The hike from the saddle was a steep, loose climb up the mountain ridge to the boulders at the top and the winds were quite strong at this point. The final climb through the boulders is actually a welcome relief because you know you have almost completed the traverse. I arrived at the summit at 3:18 PM and discovered the views from Columbia are spectacular as well, from the surrounding mountains to the precipitous drop down into the basin.


At the summit of Mt. Columbia.


A view down into the basin, with Mt. Yale in the upper left, during the descent of Mt. Columbia.

I spent a few minutes eating a granola bar and drinking some water before descending the six miles back to the trailhead along the West Slopes route for Columbia. While there is some loose stuff at the beginning of the descent it wasn't too bad and once I reached the newly built trail further down the mountain I was moving pretty fast. However, the day had taken its toll and I was using my trekking poles to help support my weight and ease the pain in my knees as I went down the steps of the excellent trail. Once I reached the intersection of the West Slopes trail and the Mt. Harvard trail it was clear sailing. I arrived back at the trailhead at approximately 7:10 PM. Subtracting the time I spent on the summits, my hiking time was about 13 hours 10 minutes.

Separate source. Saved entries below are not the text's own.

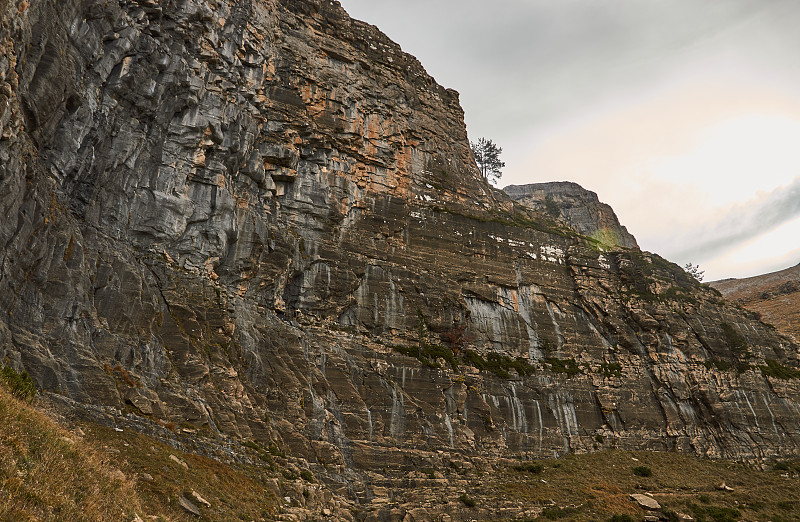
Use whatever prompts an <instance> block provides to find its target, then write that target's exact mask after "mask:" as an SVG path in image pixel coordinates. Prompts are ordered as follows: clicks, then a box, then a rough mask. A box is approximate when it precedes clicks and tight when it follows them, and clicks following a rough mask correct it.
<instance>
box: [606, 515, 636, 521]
mask: <svg viewBox="0 0 800 522" xmlns="http://www.w3.org/2000/svg"><path fill="white" fill-rule="evenodd" d="M608 522H636V521H635V520H634V518H633V517H632V516H630V515H627V514H625V515H614V516H613V517H611V518H610V519H609V520H608Z"/></svg>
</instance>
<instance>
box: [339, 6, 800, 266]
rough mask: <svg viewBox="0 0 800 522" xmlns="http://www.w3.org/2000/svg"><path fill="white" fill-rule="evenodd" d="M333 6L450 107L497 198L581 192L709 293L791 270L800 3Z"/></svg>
mask: <svg viewBox="0 0 800 522" xmlns="http://www.w3.org/2000/svg"><path fill="white" fill-rule="evenodd" d="M341 3H342V5H343V6H344V8H345V9H346V10H347V11H348V12H349V13H350V15H351V16H353V17H354V18H358V19H360V20H364V21H366V22H369V23H371V24H374V25H377V26H378V27H379V28H380V29H381V30H383V32H385V33H386V34H387V35H389V37H390V38H392V39H393V40H394V41H396V42H397V43H399V44H400V45H401V46H402V47H403V50H405V51H407V52H409V53H411V54H413V55H414V56H416V57H417V58H419V60H420V61H421V62H422V64H423V65H424V66H425V68H426V69H427V70H428V72H429V73H430V74H431V75H432V76H433V77H434V78H436V80H437V81H438V82H439V83H440V84H442V85H444V86H446V87H451V88H453V89H456V90H457V91H459V92H460V93H461V104H462V106H463V107H464V110H465V112H466V122H467V130H468V132H469V135H470V139H472V140H477V138H479V137H481V136H485V137H487V138H490V139H492V140H493V141H495V142H496V143H498V144H499V145H501V146H502V147H503V156H502V158H503V159H504V160H505V162H506V168H505V170H504V173H503V177H502V179H501V180H500V185H501V186H505V185H508V184H525V183H536V182H543V181H558V180H569V181H575V182H577V183H580V184H581V185H583V186H584V187H585V188H587V189H590V190H593V191H595V192H597V194H598V196H599V197H600V199H601V200H602V201H604V202H606V203H609V204H610V205H611V206H612V207H614V210H615V211H616V212H617V215H618V216H619V218H620V221H621V222H622V223H623V224H624V225H626V226H627V227H628V230H629V231H630V232H631V233H633V234H634V235H635V236H636V238H637V240H638V241H639V244H640V246H641V247H642V248H643V249H645V250H650V251H654V252H657V253H659V254H661V255H663V256H665V257H667V258H668V259H670V260H672V261H675V262H677V263H680V264H681V265H683V264H685V263H687V262H693V263H699V264H700V265H701V268H703V269H705V270H706V280H711V279H720V278H724V277H743V276H748V275H756V274H759V273H765V272H769V271H773V270H778V269H781V268H786V267H788V266H792V265H795V264H797V263H798V262H800V28H798V27H799V26H800V1H797V0H702V1H701V0H493V1H491V2H490V1H487V0H483V1H478V0H341Z"/></svg>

All in all this is a magnificent trail with amazing views, but the challenge is intense. The traverse isn't very technical, but the miles of talus and scree are simply exhausting. If you are physically capable, preparation and having the right mindset are key to completing the traverse. Just remember that once you reach the saddle and descend the ridge off point 13,516 there are no easy ways out. Every path from this point on is a slog

My GPS Tracks on Google Maps (made from a .GPX file upload):

Thumbnails for uploaded photos (click to open slideshow):
1 2 3 4 5 6 7 8 9 10 11 12 13 14 15 16 17

Comments or Questions
Nice Work on the Traverse
09/02/2021 20:04
And as a fellow "flatlander" I appreciate your perspective of a "flatlander." There is a quantum of difference between a once or twice a year climber who lives at 1,000 feet of elevation or less, and those who are lucky and blessed to live at altitude and get out with great frequency. Way to get it done, Ed.

09/03/2021 19:01
Gene, thanks for the kind words.

Jimmy Jay
Great Report
09/14/2021 19:11
Even those of us old geezers who live here and get out regularly appreciate these reports. Helps us visualize routes and pitfalls for our upcoming hikes! Excellent work Ed.

Wonderful Report
09/24/2021 14:13
Ed, great report and amazing pics. Great beta on the condition of the trail and some of the challenges. I did the "Loveland Double" and it was equally exhausting and time consuming. This is one I may eye in the future. Like you said, key is planning and giving yourself time. Appreciate the great report. Thanks. Congrats!

09/25/2021 08:32
I appreciate the kind words, Jimmy Jay.

Ritzn1, I have looked at that west ridge route to Torreys but haven't fit it into a trip yet. It is definitely a commitment with that much elevation gain. Thanks for your comments.